However, both muscles 0la5 and 0hy7 become deflected in the completely drawn-in position of the prehensile labial mask. The muscle 0la5 is bent by the T-rod apodem (see above paragraph ‘muscle ontogenesis), as described by Blanke and colleagues : the bent ends of this apodem deflect the muscle 0la5 towards the thorax. The same is true for the muscle 0hy7: here the dorsal base of the prementum functions as ‘deflection sheave’ and redirects the muscle towards the tip of prementum.
So far the results of previous investigations indicate that the main force for the labium extension is produced by abdominal dorso-ventral muscles and transmitted to the labium as haemolymph pressure increases [11–14]. The same abdominal muscles are also involved in the mechanism of water intake into the digestive tract, to increase the body pressure, for respiration and swimming by jet propulsion [12, 29–31]; the latter is an escape mechanism in anisopteran larvae . Epiprocta [Anisoptera + Epiophebia] use a dedicated internal respiration organ and are able to escape via jet propulsion (never observed in Epiophlebia) . The ability to increase haemolymph pressure by closing their anal valve, in order to propel the prehensile mask, is therefore studied in anisopteran taxa only. The mechanism of propelling the prehensile mask in Zygoptera is not properly studied so far, due to missing experimental investigations and a differing larval anatomy as mentioned above. Caillère [33, 34] investigated the prey capturing strike of Zygoptera mentioning a convergent movement of the gills and the beginning of a forward movement of the digestive tract (abdomen) just before the prey capturing process. The extension of the prehensile mask and the forward movement of the abdomen stop simultaneously, and at almost the same time, the convergent movement of the gills ceases [33, 34]. This observation as well as the investigations by Eriksen , Miller [17, 18] and Sesterhenn and colleagues  confirm that also Zygoptera are able of an water intake into their digestive tract even though their external gills are responsible for a significant part of the gas exchange , as already Tillyard  suggested. However, the internal anatomy differs at least in the “lack of the diaphragm and the sub-intestinal muscle, which allows anisoptera larvae to suck water directly into the branchial chamber” (,p.386). Zygoptera are therefore restricted to a more gulping like ventilation, most likely due to the mentioned differences and a smaller volume of the related respiratory organs .

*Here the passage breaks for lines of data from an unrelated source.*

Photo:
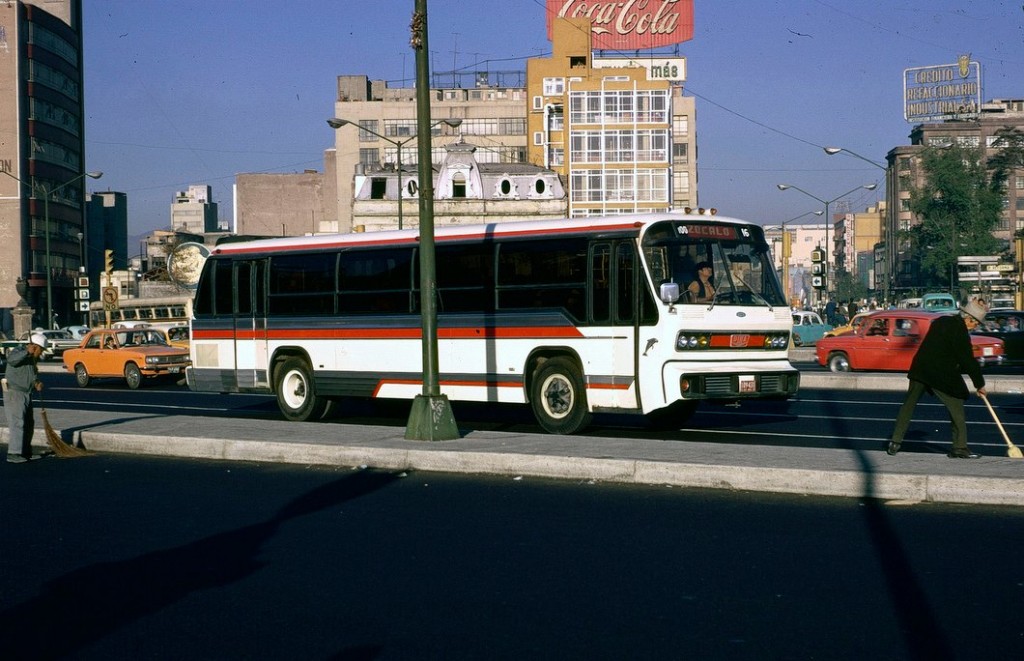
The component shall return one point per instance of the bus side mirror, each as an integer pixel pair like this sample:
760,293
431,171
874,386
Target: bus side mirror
669,293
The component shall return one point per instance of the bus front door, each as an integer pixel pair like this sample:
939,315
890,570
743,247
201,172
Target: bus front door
251,345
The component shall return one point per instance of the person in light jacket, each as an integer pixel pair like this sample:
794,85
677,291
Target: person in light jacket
22,378
943,357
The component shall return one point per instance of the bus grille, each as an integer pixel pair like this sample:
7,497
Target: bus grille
725,385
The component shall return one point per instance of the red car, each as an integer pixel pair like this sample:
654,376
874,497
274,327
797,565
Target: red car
888,339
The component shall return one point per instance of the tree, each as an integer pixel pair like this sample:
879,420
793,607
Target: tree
960,205
1010,157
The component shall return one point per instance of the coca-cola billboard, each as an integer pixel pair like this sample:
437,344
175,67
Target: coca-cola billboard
629,25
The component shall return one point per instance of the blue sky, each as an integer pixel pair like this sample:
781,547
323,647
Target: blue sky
194,91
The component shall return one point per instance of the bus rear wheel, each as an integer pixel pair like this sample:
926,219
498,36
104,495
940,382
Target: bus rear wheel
133,376
297,397
559,398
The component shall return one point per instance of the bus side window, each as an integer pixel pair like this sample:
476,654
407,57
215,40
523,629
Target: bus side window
223,292
600,287
624,283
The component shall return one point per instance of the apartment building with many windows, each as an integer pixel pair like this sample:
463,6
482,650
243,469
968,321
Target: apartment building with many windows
904,163
619,130
42,158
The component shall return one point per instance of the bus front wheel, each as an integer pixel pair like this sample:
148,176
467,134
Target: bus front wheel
297,397
559,397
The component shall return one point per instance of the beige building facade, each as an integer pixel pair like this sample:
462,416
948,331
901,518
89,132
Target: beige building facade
42,158
619,131
280,205
465,192
382,123
906,173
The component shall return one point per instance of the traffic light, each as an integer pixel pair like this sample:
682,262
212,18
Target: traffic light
818,268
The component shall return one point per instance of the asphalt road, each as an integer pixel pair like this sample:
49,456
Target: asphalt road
117,557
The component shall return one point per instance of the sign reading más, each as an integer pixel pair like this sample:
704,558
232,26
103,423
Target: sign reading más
942,92
629,25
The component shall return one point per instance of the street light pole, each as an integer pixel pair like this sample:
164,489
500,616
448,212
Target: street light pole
786,252
47,192
826,203
337,123
890,211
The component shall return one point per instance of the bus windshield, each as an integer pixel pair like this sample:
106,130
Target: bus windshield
741,269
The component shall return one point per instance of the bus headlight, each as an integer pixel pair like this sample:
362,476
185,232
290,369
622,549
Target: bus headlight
686,342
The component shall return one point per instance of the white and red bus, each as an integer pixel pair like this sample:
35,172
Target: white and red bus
569,316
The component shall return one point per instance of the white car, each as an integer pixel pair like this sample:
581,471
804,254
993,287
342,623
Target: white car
58,342
77,332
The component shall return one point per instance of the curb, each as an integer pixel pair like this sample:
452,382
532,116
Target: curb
823,482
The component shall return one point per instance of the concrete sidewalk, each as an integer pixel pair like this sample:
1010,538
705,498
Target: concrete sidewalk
908,476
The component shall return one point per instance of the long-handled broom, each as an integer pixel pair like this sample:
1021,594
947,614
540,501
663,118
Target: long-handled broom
1012,450
53,439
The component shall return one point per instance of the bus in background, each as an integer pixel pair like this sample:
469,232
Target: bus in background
161,310
569,316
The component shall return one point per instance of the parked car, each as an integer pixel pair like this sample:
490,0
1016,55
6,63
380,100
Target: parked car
939,303
177,336
58,342
808,327
1009,326
128,353
850,326
889,339
77,332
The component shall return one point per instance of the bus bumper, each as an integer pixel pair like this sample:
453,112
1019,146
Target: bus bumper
730,381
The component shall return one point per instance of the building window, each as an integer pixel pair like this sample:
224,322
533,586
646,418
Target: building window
619,106
643,145
370,157
399,128
366,126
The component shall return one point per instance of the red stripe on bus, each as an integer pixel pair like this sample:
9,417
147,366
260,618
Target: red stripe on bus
392,334
440,238
608,386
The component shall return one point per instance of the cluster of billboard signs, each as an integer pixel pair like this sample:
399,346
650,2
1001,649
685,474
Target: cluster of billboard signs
942,92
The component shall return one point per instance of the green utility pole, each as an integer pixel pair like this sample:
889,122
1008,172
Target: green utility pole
431,417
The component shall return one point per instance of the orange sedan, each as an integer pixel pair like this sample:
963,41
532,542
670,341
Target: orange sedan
132,354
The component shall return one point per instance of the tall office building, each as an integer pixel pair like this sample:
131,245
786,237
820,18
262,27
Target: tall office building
194,211
42,157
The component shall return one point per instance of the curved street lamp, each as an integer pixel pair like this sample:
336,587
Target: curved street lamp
866,186
337,123
40,189
890,211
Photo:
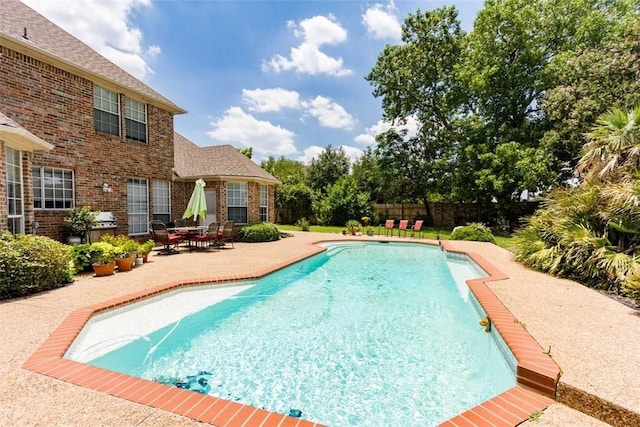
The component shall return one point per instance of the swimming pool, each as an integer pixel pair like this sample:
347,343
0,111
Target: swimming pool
349,337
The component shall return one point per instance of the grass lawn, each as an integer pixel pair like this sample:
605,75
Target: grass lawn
427,232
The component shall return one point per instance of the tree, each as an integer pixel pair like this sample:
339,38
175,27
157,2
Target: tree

Since it is implausible – parsimony principle – that Zygoptera and Anisoptera use different mechanisms for such a highly complex biomechanical process, we safely can assume that the extension of the labium in Anisoptera as well as in Zygoptera is based on the same principles. Nevertheless, the mechanism of the mask propelling within the Odonata – considering Zygoptera and Anisoptera – should be reinvestigated because of the significant differences mentioned.

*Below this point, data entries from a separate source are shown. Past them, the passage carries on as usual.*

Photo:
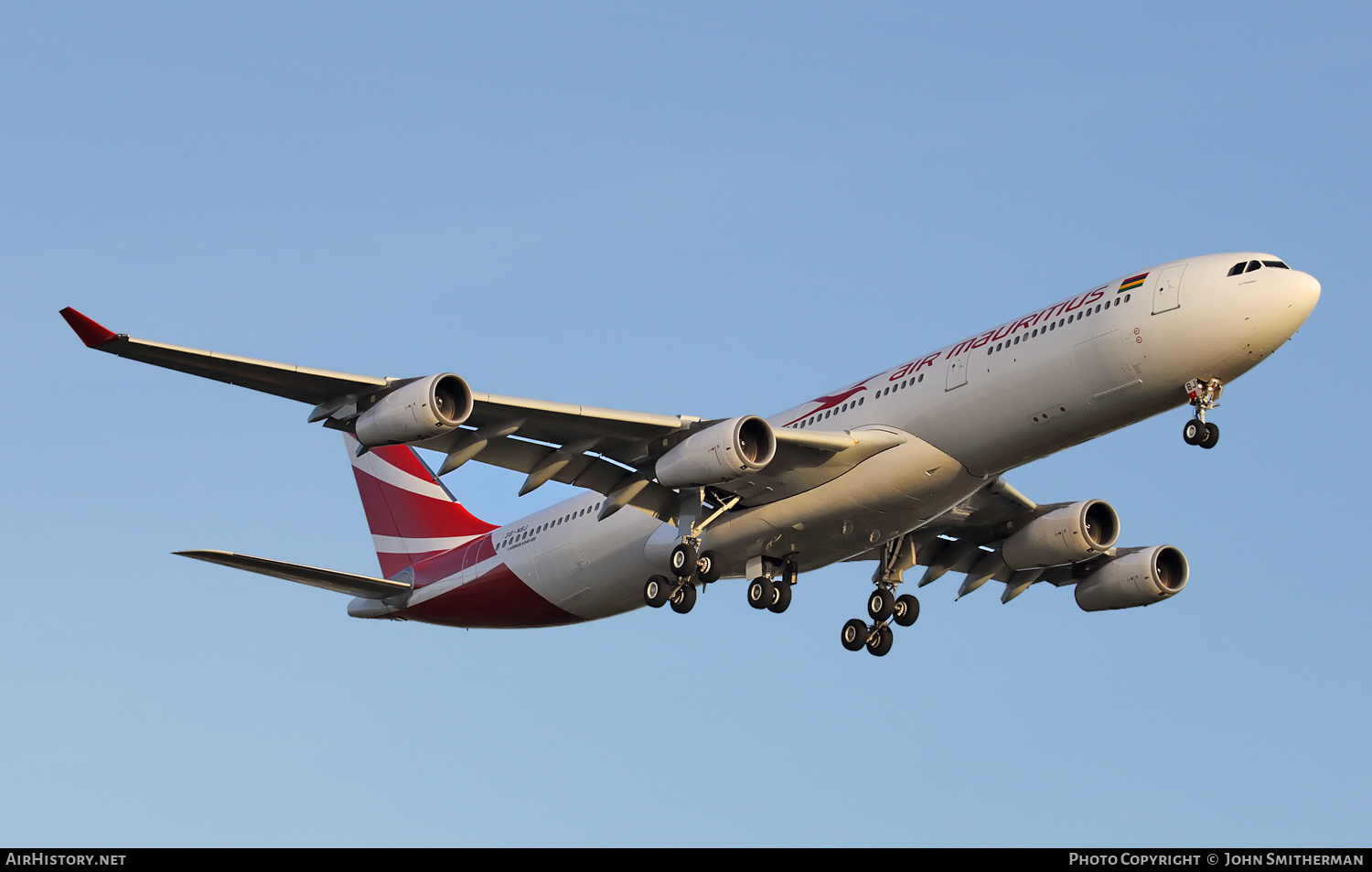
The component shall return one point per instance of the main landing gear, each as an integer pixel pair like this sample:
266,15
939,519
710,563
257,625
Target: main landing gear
691,570
773,594
1205,395
689,565
884,606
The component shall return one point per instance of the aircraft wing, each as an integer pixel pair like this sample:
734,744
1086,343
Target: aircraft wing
608,451
968,537
301,383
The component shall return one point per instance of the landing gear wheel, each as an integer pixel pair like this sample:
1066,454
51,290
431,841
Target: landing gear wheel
683,559
781,597
907,610
760,592
880,641
1194,431
880,605
855,635
705,569
683,599
658,591
1212,436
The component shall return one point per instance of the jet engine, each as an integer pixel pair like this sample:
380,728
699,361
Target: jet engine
718,454
1139,578
1067,534
420,409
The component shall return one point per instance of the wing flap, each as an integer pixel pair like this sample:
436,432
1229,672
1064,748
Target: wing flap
329,580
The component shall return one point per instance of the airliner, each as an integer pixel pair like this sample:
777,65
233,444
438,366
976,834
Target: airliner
902,468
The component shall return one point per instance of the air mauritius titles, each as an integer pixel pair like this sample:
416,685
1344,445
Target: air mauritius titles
1028,321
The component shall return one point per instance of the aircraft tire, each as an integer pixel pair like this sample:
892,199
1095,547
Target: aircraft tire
683,559
880,643
1194,431
855,635
760,592
707,570
1212,436
880,605
658,591
683,599
781,597
907,610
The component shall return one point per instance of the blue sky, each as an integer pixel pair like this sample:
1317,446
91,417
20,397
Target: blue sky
707,209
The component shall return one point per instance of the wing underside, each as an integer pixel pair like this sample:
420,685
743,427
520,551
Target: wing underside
608,451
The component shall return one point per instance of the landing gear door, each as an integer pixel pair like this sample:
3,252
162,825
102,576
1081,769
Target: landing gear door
1166,296
958,370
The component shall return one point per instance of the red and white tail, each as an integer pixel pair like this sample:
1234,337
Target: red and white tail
411,512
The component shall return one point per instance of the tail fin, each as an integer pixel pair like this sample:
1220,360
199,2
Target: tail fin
411,512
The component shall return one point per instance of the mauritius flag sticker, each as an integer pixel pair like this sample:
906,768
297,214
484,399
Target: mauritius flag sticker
1128,285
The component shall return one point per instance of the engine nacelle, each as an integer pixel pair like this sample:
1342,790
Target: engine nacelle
1139,578
1067,534
417,411
718,454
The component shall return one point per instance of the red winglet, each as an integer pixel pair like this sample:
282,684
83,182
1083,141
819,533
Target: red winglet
91,332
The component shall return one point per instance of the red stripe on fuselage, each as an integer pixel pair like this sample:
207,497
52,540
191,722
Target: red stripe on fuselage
497,599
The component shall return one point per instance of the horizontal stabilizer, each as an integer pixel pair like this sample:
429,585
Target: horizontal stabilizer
329,580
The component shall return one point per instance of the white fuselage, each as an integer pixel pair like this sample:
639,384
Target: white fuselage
1056,376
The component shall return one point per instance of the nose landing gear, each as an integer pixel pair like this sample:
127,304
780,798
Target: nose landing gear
1205,395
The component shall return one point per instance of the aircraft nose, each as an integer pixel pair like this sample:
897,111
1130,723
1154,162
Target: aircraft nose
1306,291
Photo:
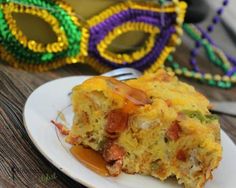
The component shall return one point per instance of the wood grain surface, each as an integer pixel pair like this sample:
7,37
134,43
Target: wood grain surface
21,164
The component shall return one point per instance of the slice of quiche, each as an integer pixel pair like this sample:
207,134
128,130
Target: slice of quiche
155,125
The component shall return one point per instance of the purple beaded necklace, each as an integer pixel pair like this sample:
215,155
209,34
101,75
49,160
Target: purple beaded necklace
206,35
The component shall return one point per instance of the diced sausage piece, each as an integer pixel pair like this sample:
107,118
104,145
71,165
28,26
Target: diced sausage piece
117,121
181,155
113,152
62,129
173,133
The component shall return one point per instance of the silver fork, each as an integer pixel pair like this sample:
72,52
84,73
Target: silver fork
122,74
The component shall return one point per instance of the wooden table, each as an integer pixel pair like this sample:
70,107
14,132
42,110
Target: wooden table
21,164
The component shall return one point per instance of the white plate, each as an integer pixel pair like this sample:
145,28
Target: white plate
43,105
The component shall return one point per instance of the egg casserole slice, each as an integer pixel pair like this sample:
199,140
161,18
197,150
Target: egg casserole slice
155,125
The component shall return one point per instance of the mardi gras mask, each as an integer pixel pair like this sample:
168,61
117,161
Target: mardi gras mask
88,41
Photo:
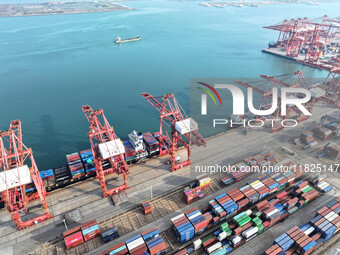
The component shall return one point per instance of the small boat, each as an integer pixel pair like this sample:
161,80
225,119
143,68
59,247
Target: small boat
120,40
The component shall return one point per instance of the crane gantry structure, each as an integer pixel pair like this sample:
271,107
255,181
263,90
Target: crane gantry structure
182,129
107,149
18,168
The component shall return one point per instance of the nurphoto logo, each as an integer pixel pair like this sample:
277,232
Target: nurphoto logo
288,97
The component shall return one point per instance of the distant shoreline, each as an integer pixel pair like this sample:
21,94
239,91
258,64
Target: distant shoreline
60,8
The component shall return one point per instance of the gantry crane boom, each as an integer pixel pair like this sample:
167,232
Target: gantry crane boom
106,147
182,128
18,168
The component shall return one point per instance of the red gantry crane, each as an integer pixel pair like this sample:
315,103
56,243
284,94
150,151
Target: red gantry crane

The second important process in prey capturing, is the prey grasping, which is realised by the strongest musculature found in the prehensile mask (Fig. 5). The adductor muscle 0la13 realizes the grasping and clutching of the prey at the tip of the labium by closing the labial palps with the movable hooks. The abductor muscle 0la14 realizes the opening of the labial palps, to release the prey remains and bring the palps in the initial position for new prey capturing process.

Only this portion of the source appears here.